Lac Operon Mutations

• Mutations to the lac operon can affect its function which can be studied in E. coli.
• A lacl mutation affects the repressor proteins binding to the operator, producing constitutive synthesis of the lac operon.
• Mutant lac repressor protein cannot bind to the operator and the Lac operon is therefore constitutively expressed, so galactosidase is always present in E. coli.
• An operator site mutation prevents repressor protein binding, therefore leading to constitutive synthesis of the lac operon.
• The Lac operon is constitutively expressed, so -galactosidase is constitutively present. A super lac repressor also exists but results in the Lac operan never being expressed.
• Super lac repressor binds to the operator site, but cannot bind allolactose and the repressor always bounds to the operator (lacO).
• "Super” lac repressor is a mutant repressor protein that is unable to bind allactose.

Summary of the Lac Operon Structure

• CAP-cAMP binds here and promotes transcription.
• RNA polymerase binds here, essential for transcription.
• The lac repressor binds here, blocking transcription.

Plasmids

• Coding sequences for human growth hormone can be placed next to the lac operon promoter region.
• The coding sequence includes a (CAP-cAMP binding site, RNA polymerase binding site, lac repressor binding site).
• Expression of growth hormone can be induced using these plasmids.

E. coli Arabinose Operon

• The arabinose operon is expressed in the presence of arabinose in E. coli.
• Expression of the arabinose operon is induced by presence of arabinose in the gut.
• Arabinose is a pentose sugar released from plant cell walls after eating plant material, and is used as a nutrient source.
• The arabinose operon is induced with the presence of arabinose if glucose is absent.
• Expression of the arabinose operon is induced and the arabinose operon produces three enzymes (araB, araA and araD) that break down arabinose. AraC carries out transcriptional regulation.
• In the arabinose (ara) operon, a single regulatory protein (araC) carries out both positive and negative transcriptional regulation.
• Two araC protein monomers bind to aral and araO₂, which then induce a DNA loop formation.
• Because of the loop, RNA polymerase (and cAMP-CAP) are prevented from accessing the Para promoter which prevents epxression of the gene.
• Arabinose breaks the connection between araC proteins at aral and araO₂ and therefore opens the loop.
• A second araC-arabinose complex can bind to the promoter also increases its affinity for RNA polymerase,
• CAP-cAMP is produced when glucose is absent.

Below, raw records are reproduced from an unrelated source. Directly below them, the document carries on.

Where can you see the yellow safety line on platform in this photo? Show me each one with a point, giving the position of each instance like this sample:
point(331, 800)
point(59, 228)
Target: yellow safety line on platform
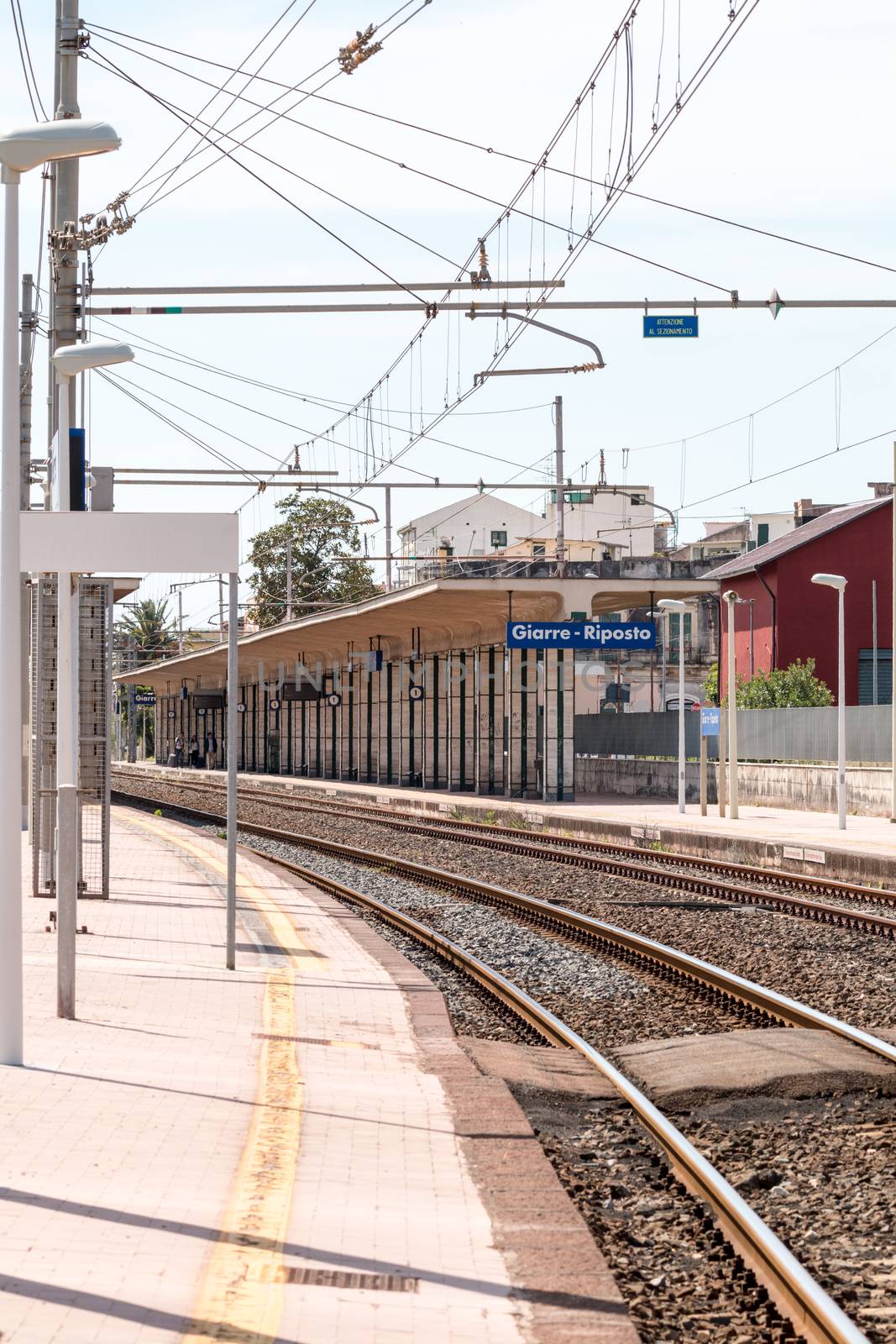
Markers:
point(241, 1296)
point(278, 922)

The Arabinose Promoter Plasmids

• The ara operon is not expressed in the absence of arabinose, but has a large increase in expression with arabinose.
• arac promoter and araC gene are present in plasmids.
• There are no arab, araA or araD genes in plasmids such as pGLO.
• There is no arabinose in the growth medium when arabinose is absent, meaning that the GFP is not expressed.
• E. coli containing pGLO results in a medium when arabinose is present in the growth medium, the GFP gene is expressed.
• araBAD and Para are both used to name the promoter in the arabinose operon.